Shortly before the Judicial Service Commission (JSC) was about to start with it’s re-interview process for positions on the Constitutional Court’s bench today, Liberty Fighters Network (LFN) lodged a court application. In it, LFN appeals an order by the Johannesburg High Court which made an alleged settlement between the regulator of the judiciary and the NGO Casac (Council for the Advancement of the Constitution), an order of the court. LFN’s lodgement suspends the operation and execution of that court order in terms of Section 18(1) of the Superior Courts Act.

This LFN application follows its earlier challenge to have the order rescinded urgently, prior to the re-interviews taking place. LFN was, however, not successful in arguing the urgency last week. LFN says that the settlement agreement between Casac – firmly sitting in the Ramaphosa corner – and the JSC is invalid (if it existed at all) and that the charade around it was likely designed to push the candidates preferred by Casac on the short-list from which the President is supposed to appoint judges for the highest judicial positions at the Constitutional Court. LFN suspects that the JSC and Casac colluded in doing so.

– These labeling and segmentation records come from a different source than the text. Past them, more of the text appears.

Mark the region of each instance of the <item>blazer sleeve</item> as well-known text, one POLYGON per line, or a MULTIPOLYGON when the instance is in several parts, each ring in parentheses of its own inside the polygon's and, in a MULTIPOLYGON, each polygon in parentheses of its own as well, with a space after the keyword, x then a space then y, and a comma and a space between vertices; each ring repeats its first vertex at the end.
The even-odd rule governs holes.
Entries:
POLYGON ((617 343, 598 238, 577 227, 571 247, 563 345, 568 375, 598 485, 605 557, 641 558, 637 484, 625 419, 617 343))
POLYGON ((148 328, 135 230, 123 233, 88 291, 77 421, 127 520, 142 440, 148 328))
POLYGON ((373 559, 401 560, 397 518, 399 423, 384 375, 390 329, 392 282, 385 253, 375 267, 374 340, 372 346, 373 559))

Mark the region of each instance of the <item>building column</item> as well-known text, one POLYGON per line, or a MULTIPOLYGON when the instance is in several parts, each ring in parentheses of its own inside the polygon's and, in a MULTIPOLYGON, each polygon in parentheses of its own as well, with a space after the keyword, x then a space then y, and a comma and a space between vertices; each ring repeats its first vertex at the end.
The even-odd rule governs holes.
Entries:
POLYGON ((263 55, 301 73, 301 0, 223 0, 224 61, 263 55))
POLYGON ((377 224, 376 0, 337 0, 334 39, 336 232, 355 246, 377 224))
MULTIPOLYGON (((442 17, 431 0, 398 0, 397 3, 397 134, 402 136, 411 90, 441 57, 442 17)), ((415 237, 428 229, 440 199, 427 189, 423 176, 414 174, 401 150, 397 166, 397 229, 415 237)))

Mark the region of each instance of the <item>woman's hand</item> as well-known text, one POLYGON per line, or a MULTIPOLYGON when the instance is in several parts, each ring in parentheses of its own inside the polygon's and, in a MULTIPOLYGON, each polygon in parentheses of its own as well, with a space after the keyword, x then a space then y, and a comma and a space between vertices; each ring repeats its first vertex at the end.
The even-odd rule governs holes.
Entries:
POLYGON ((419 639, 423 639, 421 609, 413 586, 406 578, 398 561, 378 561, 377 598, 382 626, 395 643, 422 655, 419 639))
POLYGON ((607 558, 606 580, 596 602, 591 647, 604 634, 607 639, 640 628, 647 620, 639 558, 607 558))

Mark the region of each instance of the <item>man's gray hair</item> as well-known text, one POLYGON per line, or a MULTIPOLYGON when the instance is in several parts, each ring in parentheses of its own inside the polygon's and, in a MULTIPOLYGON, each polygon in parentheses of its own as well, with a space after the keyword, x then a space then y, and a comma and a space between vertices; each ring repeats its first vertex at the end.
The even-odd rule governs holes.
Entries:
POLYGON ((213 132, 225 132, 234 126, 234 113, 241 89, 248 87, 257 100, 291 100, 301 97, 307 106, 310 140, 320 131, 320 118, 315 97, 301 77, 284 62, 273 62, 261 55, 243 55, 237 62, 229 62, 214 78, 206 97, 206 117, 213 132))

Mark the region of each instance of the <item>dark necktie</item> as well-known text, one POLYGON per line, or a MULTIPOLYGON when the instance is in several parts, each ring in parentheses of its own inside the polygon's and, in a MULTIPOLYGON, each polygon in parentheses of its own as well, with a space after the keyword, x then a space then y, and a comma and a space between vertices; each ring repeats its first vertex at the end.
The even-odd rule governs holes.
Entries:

While the JSC initially confirmed that no record existed to prove that a settlement agreement had been reached at all, last week rather mysteriously documentation to the opposite effect surfaced from their end,” LFN President Reyno De Beer reports. “The one question to be answered is this: did the entire JSC suffer from retrograde amnesia when denying the existence of these documents or are the documents fabricated?” The other question being the perhaps more obvious one: why did the JSC never seriously consider defending Casac’s argument, especially after it’s standing to bring the matter in the first place had already been challenged? “You are an organ of state. Your offices are filled to the brim with top legal practitioners. You are paid by public funds. You do your job. Someone who doesn’t like your decision brings a weak case which you can easily win. You quickly settle. Yeah. Right.”

In the meanwhile, three commissioners of the regulator, under the request of anonymity, indicated to LFN that they wished to distance themselves from the matter and do not want to be cited as parties. It seems as if there are still commissioners who realise that the JSC is possibly taking a dangerous path; one that might lead to the further eradication of the People’s trust in our Courts. “Notwithstanding that the re-interviews are supposed to come to a hold until the appeal is finalised, we are almost certain – considering the haste and cutting of corners by the JSC and even courts in this matter that the re-interviews will continue. But ignorance is not always a bliss” so the LFN President.